The current code works but I'm wondering is there any straightforward way to write a specialization.
I simplified the core requirements into the code below:
template<typename T, typename... Ts>
void func(int val, T arg, Ts... args) {
if (condition_hold<T>(val)) {
return;
} else {
return func<Ts...>(val, args...);
}
}
template<>
void func(int val) {
assert(false);
}
int main() {
func<int, double, float>(100);
return 0;
}
Basically the func is checking against every given type whether a condition hold for the input val. If all check failed I want to do something, like the assert here. So I wrote a specialization takes empty argument, but this can't compile.

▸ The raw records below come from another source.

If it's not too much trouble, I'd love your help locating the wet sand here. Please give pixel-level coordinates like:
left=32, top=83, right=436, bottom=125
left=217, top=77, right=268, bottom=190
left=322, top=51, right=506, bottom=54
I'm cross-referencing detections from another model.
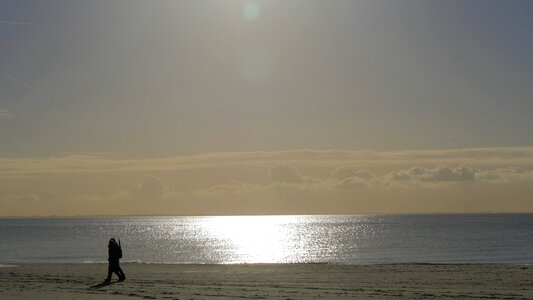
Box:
left=0, top=264, right=533, bottom=300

In C++17, you don't need to split parameter packs into head and tail in most cases. Thanks to fold expressions, many operations on packs become much easier.
// Some generic predicate.
template <typename T>
bool condition_hold(T) {
return true;
}
// Make this whatever you want.
void do_something_with(int);
template<typename... Ts>
auto func(int val, Ts... args) {
// Fold expression checks whether the condition is true for all
// elements of the parameter pack.
// Will be true if the parameter pack is empty.
if ((condition_hold(args) && ...))
do_something_with(val);
}
int main() {
// Ts type parameters are deduced to <float, float>.
func(100, 1.f, 2.f);
return 0;
}
To check whether the pack was empty and handle this case specially, you can do:
template<typename... Ts>
auto func(int val, Ts... args) {
if constexpr (sizeof...(Ts) == 0) {
// handle empty pack
}
else {
// handle non-empty pack
}
}
Your specialization couldn't have worked because func<> needs to take at least one parameter. A specialization such as
template<typename T>
void func<T>(int val);
Wouldn't be valid either, because it wold be a partial specialization which is only allowed for classes. However, if the base template only takes a pack, we can fully specialize it:
template<typename... Ts>
void func(int val, Ts... args);
template<>
void func<>(int val);